Smithtown Has A New Town Comptroller Donald Musgnug

Donald MusgnugTown Board members, in a rare sign of unanimity, appointed Donald Musgnug to the position of Smithtown Town Comptroller on Tuesday, February 10.  The position has been vacant since former comptroller Louis Necroto left at the end of January. Mr.Musgnug’s appointment became effective on February 10 (pending a medical exam and drug test) and ends on December 31, 2015. He will receive a $100,000 salary. 

The new comptroller is a certified public accountant with a background that includes auditing the Town of Smithtown. He has a long history in government having served as a councilman in the Town of Huntington from 1994- 1997. Prior to serving as councilman he was the chief financial officer for the Suffolk County Regional Off-Track Betting Corporation from 1984- 1990. He started his career in Manhattan before taking a position at Ernst & Young, had a solo practice in Pt. Jefferson for ten years before merging with Peare & Heller Financial Services. He eventually took a position with the Hauppauge based Fuoco Group. 

According to the NYS Comptroller Tom DiNapoli’s  guide for local officials, “… a comptroller takes over certain duties that otherwise would be the responsibility of the town board and town clerk. These duties include auditing, allowing or rejecting claims; preparing abstracts; and filing claims and other related functions. The duties of a town comptroller also include auditing the books and records of town officers and employees who received or disbursed moneys during the fiscal year (Town Law, Section 34).
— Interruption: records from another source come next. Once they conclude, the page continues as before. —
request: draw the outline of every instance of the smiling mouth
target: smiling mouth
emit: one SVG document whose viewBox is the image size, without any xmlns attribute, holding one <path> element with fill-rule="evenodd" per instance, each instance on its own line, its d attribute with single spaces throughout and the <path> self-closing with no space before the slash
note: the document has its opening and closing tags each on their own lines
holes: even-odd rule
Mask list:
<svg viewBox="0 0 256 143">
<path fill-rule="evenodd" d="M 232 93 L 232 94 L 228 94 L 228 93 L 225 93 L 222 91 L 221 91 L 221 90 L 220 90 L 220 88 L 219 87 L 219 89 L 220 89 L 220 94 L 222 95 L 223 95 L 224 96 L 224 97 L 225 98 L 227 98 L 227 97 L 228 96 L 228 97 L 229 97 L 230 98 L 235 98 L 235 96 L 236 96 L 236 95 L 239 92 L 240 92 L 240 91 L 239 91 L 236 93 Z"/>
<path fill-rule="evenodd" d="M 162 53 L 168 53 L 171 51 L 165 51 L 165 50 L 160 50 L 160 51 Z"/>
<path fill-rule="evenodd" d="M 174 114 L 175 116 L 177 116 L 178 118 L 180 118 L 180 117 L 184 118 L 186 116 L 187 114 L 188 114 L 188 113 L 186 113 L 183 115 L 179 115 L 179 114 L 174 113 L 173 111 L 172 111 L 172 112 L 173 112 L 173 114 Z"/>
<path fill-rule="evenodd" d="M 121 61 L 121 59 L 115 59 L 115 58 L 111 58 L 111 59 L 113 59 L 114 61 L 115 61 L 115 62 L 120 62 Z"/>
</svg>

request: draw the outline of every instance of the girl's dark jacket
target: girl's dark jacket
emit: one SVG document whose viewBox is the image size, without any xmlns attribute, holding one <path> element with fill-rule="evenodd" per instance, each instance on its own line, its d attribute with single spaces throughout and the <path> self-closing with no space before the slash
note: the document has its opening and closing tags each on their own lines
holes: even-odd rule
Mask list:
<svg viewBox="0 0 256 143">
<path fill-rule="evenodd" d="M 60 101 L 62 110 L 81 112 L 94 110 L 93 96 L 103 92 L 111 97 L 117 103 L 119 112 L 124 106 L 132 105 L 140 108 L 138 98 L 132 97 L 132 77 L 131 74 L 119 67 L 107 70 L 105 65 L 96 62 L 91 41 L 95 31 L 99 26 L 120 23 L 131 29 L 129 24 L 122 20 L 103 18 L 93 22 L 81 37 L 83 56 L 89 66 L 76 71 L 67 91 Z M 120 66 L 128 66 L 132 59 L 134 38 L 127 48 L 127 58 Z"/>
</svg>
The town board may also take action to confer certain other duties upon the town comptroller, such as being the accounting officer for the town.”

Supervisor Vecchio was not at the Tuesday meeting to cast his vote; however, Mr. Musgnug told Smithtown Matters that he had a phone conversation with the Supervisor prior to the Tuesday meeting.  The new comptroller was invited by Councilman McCarthy  to speak to board members prior to the vote on his appointment.  Mr.Musgnug used the opportunity to thank the board for their support “..I look forward to being a steady hand at the helm and working with each and every board member and the Cheif Financial Officer the Supervisor. If their is anything I can do as we go along do not hesitate to ask.”

Asked by Councilwoman Nowick to talk about his vision. Mr. Musgnug said, “My vision , I have significant things to learn. I will meet with the deputy comptroller and other members of the department and other department heads, keep the momentum going that the previous comptroller Louis Necroto started, strengthening internal controls and keeping an eye on expenditures….”

Town Councilman Ed Wehrheim questioned Mr. Musgnug about his familiarity with the work Louis Necroto was doing before he left.  “I think Lou Necroto was a good thinker and an honest man and I think he provided very professional judgement for the town. I did speak with him about several of the issues and I am supportive of the initiiatives he has enumerated to me.” said Donald Musgnug. 

Councilmembers offered the new comptroller support and encouragement. A smiling Mr. Musgnug went to work.